Both chi-squared tests use the same core statistic: χ² = Σ (O − E)² / E, where O is the observed count and E is the expected count under the null hypothesis.

Large values of χ² indicate that observed data deviate substantially from what the null hypothesis predicts, leading to rejection.

Goodness-of-Fit Test

The goodness-of-fit test checks whether a sample of categorical data matches a hypothesized distribution. For example, testing whether a die is fair by comparing observed face frequencies to equal probabilities.

Degrees of freedom equal the number of categories minus 1, minus any parameters estimated from the data. Compare the test statistic to the chi-squared distribution to obtain a p-value.

Test of Independence

The independence test uses a contingency table to check whether two categorical variables are associated. Expected counts are computed from marginal totals under the assumption of no association.

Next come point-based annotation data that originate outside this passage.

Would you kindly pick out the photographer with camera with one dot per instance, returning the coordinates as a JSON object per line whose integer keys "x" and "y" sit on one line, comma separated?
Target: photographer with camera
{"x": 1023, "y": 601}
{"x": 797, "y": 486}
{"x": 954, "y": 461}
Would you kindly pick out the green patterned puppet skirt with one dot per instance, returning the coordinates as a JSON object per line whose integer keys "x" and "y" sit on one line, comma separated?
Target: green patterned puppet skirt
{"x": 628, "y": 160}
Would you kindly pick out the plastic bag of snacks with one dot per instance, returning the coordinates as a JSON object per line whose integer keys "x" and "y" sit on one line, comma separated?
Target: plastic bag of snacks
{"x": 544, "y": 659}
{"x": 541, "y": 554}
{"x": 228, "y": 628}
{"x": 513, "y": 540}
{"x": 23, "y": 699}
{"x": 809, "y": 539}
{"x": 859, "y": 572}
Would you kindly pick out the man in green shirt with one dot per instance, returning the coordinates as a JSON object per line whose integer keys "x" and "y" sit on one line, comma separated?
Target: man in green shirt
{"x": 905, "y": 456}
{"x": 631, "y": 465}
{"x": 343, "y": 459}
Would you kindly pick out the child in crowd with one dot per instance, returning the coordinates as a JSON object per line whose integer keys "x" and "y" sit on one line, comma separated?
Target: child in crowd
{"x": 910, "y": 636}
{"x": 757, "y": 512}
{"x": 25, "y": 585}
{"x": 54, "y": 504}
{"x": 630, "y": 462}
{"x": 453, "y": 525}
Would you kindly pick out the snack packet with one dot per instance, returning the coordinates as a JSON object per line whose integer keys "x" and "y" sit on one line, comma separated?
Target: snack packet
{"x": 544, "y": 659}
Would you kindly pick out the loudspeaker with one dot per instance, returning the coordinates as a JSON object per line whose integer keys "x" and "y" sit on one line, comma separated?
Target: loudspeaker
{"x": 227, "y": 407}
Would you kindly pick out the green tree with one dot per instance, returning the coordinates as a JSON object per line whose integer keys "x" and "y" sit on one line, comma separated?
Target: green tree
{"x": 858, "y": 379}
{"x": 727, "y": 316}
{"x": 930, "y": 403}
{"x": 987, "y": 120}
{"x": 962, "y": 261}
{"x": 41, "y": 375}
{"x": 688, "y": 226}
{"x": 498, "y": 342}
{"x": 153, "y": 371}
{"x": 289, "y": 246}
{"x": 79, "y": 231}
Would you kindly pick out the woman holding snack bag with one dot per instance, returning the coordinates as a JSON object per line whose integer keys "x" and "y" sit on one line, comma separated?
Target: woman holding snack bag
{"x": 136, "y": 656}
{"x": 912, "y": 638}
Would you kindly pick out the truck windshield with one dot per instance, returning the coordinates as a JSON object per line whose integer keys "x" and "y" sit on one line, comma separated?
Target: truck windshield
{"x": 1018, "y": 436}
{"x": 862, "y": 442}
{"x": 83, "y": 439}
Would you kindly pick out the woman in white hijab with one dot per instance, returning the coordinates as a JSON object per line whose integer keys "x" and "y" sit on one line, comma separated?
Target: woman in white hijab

Degrees of freedom are (rows − 1) × (columns − 1). A significant result means the variables are associated, but it does not quantify the strength or direction of the association.

Assumptions and Practical Tips

The approximation works well when expected counts are at least 5 in every cell. For sparse tables, consider Fisher's exact test or combine categories to meet the threshold.

Report effect size measures like Cramér's V alongside the p-value to give readers a sense of practical significance beyond statistical significance.